I concur in the reasoning and the result reached by the majority. Under the rules we must apply to the interpretation of statutes, Minn.Stat. § 268.105, subd. 7(a), is clear and free from ambiguity. The statute limits review to those situations where the petition for writ of certiorari is timely served upon the proper parties. Nevertheless, application of the statute in the context of the facts before us has aspects of elevating form over substance and denies Harms any meaningful review. This is an unfortunate result, but one mandated by the statute. I have no doubt that the commissioner was fully aware in a timely manner of Harms' intent to pursue an appeal. I urge the legislature to revisit Minn.Stat. § 268.105, subd. 7(a), to ascertain whether service of a copy of the writ of certiorari satisfies the intent of the statute.
I join in the special concurrence of Justice Paul H. Anderson.
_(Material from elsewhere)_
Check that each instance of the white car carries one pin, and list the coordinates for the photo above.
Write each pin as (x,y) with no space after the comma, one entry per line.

1. Gonsior v. Alternative Staffing, Inc., 383 N.W.2d 654 (Minn.1986); Henry v. Minnesota Pub. Utils. Comm'n, 365 N.W.2d 770 (Minn.1985); In re Ultraflex Enters., 494 N.W.2d 89 (Minn.App.1992). In Gonsior and Henry, the issue was a violation of the Minnesota Rules of Civil Appellate Procedure. In re Ultraflex was a court of appeals case that also involved a rule violation but the party had complied with the governing statute that was controlling.